MLB.com's Cubs' 2018 Top Prospects list full of potential impact pitchers

Could 2018 be the year that the Cubs finally see a top pitching prospect debut with the team? 

Thursday, MLB.com released its list of the Cubs' 2018 Top 30 Prospects, a group that includes six pitchers in the Top 10. The list ranks right-hander Adbert Alzolay as the Cubs' No 1. prospect, projecting him to debut with the team this season. 

Alzolay, 22, went 7-4 with a 2.99 ERA in 22 starts between Single-A Myrtle Beach and Double-A Tennessee last season. He also struck out 108 batters in 114 1/3 innings, using a repertoire that includes a fastball that tops out around 98 MPH (according to MLB.com).

Following Alzolay as the Cubs' No. 2 overall prospect is 19-year-old shortstop Aramis Ademan. Ademan hit .267 in just 68 games between Single-A Eugene and Single-A South Bend, though it should be noted that he has soared from No. 11 in MLB.com's 2017 ranks to his current No. 2 ranking. He is not projected to make his MLB debut until 2020, however.

Following Alzolay and Ademan on the list are five consecutive pitchers ranked 3-7, respectively. Oscar De La Cruz, No. 3 on the list, slides down from his 2017 ranking in which MLB.com listed him as the Cubs' top overall prospect. De La Cruz, 22, finished 2017 with a 3.34 ERA in 13 games (12 starts) between the Arizona League and Single-A Myrtle Beach.

De La Cruz is projected to make his MLB debut in 2019, while Jose Albertos (No. 4), Alex Lange (No. 5), Brendon Little (No. 6) and Thomas Hatch (No. 7) are projected to make their big league debuts in 2019 or 2020. All are right-handed (with the exception of Little) and starting pitchers.

Hatch (third round, 2016) and Lange (30th overall, 2017) and Little (27th overall, 2017) were all top draft picks by the Cubs in recent seasons.

Having numerous starting pitchers on the cusp of the big leagues represents a significant change of pace for the Cubs. 

Since Theo Epstein took over as team president in Oct. 2011, a plethora of top prospects have debuted and enjoyed success with the Cubs. Majority have been position players, though.

The likes of Albert Almora, Javier Báez, Kris Bryant, Willson Contreras, Anthony Rizzo and Addison Russell all contributed to the Cubs winning the World Series in 2016. Similarly, Ian Happ enjoyed a fair amount of success after making his MLB debut last season, hitting 24 home runs in just 115 games.

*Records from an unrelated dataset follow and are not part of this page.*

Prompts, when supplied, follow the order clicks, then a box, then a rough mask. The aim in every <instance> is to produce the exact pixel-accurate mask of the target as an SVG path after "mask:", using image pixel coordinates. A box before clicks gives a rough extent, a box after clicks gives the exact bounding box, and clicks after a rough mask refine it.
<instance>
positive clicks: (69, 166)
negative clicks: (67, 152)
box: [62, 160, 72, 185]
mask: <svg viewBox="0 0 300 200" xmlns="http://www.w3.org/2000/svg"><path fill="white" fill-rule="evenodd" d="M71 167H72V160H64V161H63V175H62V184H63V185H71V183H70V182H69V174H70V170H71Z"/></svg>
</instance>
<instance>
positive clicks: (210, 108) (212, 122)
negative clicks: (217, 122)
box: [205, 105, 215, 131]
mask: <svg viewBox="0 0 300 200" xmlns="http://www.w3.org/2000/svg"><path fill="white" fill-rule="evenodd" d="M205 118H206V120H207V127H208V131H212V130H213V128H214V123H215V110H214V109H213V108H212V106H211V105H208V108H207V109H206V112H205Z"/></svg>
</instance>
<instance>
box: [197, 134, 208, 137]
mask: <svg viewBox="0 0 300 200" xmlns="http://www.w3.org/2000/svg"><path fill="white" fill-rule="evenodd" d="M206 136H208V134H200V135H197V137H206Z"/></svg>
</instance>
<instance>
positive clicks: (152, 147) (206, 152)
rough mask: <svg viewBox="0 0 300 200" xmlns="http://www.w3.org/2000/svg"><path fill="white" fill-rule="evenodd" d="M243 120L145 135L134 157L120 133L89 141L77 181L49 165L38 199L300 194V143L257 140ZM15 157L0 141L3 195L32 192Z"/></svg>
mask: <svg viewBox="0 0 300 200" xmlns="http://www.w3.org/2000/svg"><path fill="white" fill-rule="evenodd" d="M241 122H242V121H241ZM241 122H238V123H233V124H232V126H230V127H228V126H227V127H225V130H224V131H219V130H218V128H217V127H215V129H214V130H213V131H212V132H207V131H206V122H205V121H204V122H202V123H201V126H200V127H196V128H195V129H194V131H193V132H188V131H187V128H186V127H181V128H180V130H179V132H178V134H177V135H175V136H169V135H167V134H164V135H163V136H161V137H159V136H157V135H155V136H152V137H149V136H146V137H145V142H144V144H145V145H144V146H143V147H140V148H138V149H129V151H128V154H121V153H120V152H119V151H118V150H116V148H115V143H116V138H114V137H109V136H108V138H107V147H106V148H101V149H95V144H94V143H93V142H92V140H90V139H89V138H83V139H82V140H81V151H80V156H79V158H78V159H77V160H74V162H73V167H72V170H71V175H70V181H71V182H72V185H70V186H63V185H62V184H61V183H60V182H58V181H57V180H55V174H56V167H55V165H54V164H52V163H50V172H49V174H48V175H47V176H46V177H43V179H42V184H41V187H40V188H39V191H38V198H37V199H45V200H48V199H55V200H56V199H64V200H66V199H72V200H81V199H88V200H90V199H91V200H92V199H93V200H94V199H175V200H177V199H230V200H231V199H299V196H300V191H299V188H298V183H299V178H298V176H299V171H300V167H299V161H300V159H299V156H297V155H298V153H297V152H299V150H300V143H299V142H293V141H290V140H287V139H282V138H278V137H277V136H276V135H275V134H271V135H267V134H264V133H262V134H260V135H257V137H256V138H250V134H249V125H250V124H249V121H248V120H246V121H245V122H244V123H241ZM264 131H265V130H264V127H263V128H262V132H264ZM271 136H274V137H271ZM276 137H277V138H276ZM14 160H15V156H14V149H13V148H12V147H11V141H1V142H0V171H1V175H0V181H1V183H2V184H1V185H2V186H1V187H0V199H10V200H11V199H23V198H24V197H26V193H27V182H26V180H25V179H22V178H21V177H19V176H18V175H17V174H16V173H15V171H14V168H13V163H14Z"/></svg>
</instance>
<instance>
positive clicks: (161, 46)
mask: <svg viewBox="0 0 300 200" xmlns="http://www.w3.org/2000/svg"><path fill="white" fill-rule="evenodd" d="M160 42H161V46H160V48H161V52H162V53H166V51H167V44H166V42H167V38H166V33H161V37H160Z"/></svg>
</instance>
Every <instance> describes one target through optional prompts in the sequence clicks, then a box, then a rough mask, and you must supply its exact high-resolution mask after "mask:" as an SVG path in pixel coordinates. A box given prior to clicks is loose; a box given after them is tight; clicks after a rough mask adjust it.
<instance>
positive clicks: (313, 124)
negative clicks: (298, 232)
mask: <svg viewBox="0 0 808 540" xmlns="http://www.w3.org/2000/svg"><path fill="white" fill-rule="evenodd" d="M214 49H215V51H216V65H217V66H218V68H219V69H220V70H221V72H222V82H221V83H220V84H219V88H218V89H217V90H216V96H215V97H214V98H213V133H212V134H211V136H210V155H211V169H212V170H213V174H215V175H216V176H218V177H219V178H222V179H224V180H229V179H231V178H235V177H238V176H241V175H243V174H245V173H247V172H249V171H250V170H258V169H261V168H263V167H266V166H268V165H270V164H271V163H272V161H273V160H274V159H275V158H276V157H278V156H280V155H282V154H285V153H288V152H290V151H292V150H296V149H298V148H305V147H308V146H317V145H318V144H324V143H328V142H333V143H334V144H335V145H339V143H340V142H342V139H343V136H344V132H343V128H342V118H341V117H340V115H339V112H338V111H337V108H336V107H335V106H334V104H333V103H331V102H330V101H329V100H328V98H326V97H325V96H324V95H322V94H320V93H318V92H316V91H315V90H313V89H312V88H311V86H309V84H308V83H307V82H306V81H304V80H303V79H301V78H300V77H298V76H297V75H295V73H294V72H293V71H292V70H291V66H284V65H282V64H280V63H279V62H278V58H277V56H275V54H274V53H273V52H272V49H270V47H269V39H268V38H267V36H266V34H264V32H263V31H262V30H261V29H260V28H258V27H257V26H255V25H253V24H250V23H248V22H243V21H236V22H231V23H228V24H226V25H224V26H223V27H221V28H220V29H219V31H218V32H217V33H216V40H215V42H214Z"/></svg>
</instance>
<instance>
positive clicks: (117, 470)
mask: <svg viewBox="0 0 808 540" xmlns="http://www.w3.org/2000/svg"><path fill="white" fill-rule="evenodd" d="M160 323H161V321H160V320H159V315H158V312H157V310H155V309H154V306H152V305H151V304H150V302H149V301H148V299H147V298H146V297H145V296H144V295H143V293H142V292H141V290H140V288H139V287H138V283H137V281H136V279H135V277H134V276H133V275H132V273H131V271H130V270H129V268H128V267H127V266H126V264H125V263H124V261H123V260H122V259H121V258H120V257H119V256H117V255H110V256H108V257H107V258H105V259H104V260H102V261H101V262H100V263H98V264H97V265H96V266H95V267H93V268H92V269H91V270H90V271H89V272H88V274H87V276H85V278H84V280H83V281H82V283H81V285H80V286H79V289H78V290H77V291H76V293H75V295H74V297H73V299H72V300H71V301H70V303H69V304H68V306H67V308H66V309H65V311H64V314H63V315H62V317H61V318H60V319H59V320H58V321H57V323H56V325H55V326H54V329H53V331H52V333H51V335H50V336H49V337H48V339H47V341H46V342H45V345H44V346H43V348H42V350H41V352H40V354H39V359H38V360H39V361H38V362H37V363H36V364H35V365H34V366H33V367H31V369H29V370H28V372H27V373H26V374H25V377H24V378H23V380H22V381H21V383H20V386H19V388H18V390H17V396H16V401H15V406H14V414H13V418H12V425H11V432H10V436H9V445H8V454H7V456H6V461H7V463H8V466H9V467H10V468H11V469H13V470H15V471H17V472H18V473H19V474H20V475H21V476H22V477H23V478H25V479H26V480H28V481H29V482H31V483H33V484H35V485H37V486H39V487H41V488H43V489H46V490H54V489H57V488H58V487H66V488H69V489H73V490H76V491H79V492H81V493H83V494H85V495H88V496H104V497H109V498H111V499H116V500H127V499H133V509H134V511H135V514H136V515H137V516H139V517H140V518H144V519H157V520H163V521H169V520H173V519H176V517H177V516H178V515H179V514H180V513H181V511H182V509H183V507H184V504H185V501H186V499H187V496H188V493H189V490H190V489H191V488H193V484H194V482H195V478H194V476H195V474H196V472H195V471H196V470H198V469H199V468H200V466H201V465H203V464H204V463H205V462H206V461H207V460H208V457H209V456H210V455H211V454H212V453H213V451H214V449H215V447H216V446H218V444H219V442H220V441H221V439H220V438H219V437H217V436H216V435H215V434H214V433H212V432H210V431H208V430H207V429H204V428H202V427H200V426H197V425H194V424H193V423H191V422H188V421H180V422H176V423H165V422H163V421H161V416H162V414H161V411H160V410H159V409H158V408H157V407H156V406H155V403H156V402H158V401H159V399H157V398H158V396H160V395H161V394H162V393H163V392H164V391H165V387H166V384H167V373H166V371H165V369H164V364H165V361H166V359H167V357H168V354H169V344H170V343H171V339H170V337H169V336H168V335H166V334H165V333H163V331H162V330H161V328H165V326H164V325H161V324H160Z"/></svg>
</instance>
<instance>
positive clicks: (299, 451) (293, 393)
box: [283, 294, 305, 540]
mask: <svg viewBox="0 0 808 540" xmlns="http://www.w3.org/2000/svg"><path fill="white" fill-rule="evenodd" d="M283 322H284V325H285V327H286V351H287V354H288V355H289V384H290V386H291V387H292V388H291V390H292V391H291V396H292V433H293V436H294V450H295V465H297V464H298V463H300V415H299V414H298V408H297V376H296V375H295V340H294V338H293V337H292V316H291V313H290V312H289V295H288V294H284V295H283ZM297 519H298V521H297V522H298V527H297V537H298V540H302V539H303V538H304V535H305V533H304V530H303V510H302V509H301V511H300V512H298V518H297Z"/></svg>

Ultimately, Alzolay would be the Cubs' first true top pitching prospect to make it to the big leagues in the Theo Epstein era. While him making it to the big leagues in 2018 is no guarantee, one would think a need for pitching will arise for the Cubs at some point, whether it be due to injury or simply for September roster expansion.

The Cubs have enjoyed tremendous success in recent years in terms of their top prospects succeeding in the MLB. If the trend continues, Alzolay should be a force to reckon with on the North Side for years to come.